CoSPED: Consistent Soft Prompt Targeted Data Extraction and Defense
Zhuochen Yang, Kar Wai Fok, Vrizlynn L. L. Thing
TL;DR
This paper addresses privacy leakage risks in large language models by analyzing soft-prompt–driven data extraction under white-box conditions. It introduces CoSPED, a framework integrating consistency-driven losses (Dynamic, Additive, Common) and a Self-Consistency Decoding strategy to stabilize targeted data extraction across model families such as GPT-Neo and Pythia. Empirical results show high extraction rates (ER$_{50}$ around 65%) and clearly outperform prior methods like Ethicist and CLM, while a defense via Rank-One Model Editing (ROME) reduces leakage to near-zero with limited impact on general language abilities (measured by LAMBADA).
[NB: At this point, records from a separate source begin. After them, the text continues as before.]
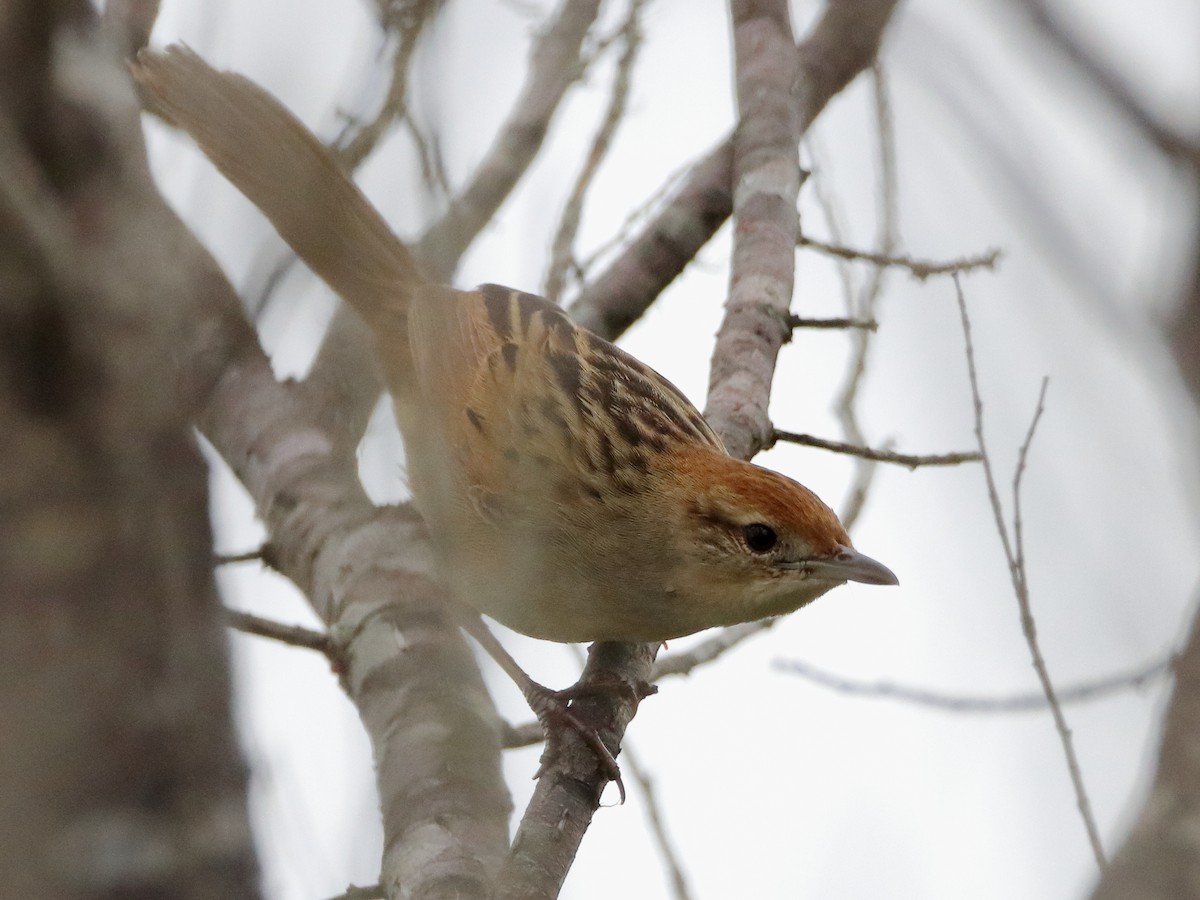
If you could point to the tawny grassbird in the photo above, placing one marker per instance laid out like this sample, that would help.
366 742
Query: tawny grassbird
571 492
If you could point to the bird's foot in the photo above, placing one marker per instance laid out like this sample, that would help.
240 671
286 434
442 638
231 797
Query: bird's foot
553 711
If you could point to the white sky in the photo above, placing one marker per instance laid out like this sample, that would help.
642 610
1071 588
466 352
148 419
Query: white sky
773 787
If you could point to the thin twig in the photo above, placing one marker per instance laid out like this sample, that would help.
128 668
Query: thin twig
1015 558
229 558
1117 90
514 737
843 323
869 299
658 823
708 651
964 703
293 635
562 247
867 453
919 269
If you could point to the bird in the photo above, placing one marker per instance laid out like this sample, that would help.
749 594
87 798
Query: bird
571 492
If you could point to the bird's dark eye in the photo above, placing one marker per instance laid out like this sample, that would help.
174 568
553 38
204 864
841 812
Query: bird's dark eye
760 538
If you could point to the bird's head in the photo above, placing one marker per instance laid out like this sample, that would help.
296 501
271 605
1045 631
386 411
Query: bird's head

The work thus highlights both the vulnerability of LLMs to soft-prompt attacks and a practical defense pathway, informing safer design and mitigation strategies for privacy-preserving AI deployment.
Abstract
Large language models have gained widespread attention recently, but their potential security vulnerabilities, especially privacy leakage, are also becoming apparent. To test and evaluate for data extraction risks in LLM, we proposed CoSPED, short for Consistent Soft Prompt targeted data Extraction and Defense. We introduce several innovative components, including Dynamic Loss, Additive Loss, Common Loss, and Self Consistency Decoding Strategy, and tested to enhance the consistency of the soft prompt tuning process. Through extensive experimentation with various combinations, we achieved an extraction rate of 65.2% at a 50-token prefix comparison. Our comparisons of CoSPED with other reference works confirm our superior extraction rates. We evaluate CoSPED on more scenarios, achieving Pythia model extraction rate of 51.7% and introducing cross-model comparison. Finally, we explore defense through Rank-One Model Editing and achieve a reduction in the extraction rate to 1.6%, which proves that our analysis of extraction mechanisms can directly inform effective mitigation strategies against soft prompt-based attacks.